Other group members include local elected officials and stakeholders in tourism, recreation, natural resource protection and other priority areas. Groups represented include Catskill Mountainkeeper, the New York City Department of Environmental Protection, New York – New Jersey Trail Conference and Latino Outdoors, which runs group outings. Senterman says the advisory group is diverse, but he would have liked to have seen more representation from those coming to the Catskills for recreation.

“The diversity of people that are coming to visit the Catskills in terms of racial, ethnic and socioeconomic backgrounds are much more diverse than the stakeholder groups that are present in the Catskills,” says Senterman. “And so I was really looking for as broad of a diversity of thought and experience as possible on this advisory group to ensure that all viewpoints and all experiences are represented in terms of how we manage the park in the future, because we don’t want to exclude anyone. We obviously want to manage the park to protect the natural resources and maximize public access, but also maximize the ability to include as many people as possible who want to enjoy the park and not exclude anybody in that process.”

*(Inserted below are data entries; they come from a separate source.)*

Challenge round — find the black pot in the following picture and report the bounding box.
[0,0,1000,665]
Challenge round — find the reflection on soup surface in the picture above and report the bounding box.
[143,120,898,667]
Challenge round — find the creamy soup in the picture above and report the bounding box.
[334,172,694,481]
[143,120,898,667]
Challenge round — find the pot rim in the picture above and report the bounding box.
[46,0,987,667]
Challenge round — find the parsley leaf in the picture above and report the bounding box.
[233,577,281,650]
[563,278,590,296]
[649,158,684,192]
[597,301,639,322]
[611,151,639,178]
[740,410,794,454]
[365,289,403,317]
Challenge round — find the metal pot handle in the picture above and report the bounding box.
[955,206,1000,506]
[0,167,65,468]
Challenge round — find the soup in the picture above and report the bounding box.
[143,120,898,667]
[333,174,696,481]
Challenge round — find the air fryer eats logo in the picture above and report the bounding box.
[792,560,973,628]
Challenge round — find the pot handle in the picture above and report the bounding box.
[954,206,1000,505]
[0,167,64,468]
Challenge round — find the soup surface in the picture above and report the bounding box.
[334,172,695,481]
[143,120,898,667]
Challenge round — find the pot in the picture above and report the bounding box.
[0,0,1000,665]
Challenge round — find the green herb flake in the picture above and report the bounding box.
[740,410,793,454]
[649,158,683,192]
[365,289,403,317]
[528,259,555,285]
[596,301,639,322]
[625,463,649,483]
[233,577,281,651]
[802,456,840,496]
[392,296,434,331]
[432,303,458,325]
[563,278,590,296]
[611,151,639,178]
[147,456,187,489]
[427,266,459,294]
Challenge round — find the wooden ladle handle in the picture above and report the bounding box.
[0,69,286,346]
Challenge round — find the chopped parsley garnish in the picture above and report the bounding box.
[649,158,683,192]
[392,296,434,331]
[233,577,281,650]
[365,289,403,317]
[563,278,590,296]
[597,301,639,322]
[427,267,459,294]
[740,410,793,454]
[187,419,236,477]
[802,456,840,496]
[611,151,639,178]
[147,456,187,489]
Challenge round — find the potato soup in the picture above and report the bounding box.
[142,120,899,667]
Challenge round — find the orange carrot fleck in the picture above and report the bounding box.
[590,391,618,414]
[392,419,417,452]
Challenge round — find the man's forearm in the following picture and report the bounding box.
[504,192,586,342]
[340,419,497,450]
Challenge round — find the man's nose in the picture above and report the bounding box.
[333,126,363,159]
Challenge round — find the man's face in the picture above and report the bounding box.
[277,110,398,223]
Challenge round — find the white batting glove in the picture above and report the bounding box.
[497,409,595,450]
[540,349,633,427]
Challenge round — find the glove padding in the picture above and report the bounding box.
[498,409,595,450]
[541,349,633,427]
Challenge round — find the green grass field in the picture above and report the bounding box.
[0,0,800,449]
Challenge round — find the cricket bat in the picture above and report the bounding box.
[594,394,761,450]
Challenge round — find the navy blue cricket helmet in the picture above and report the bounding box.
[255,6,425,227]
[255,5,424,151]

Governor Cuomo’s 2020 State of the State proposals directed the DEC to develop a framework to balance public use needs in the Catskills. Similar to the Adirondack High Peaks Strategic Planning Advisory Group launched in 2019, DEC will facilitate the Catskills Strategic Planning Advisory Group.

The Catskills Advisory Group will be charged with submitting a planning framework to Commissioner Seggos by the end of 2021. Upon completion of the framework, DEC will release a draft Strategic Plan for Managing Public Use in the Catskill Park Region for public review and comment.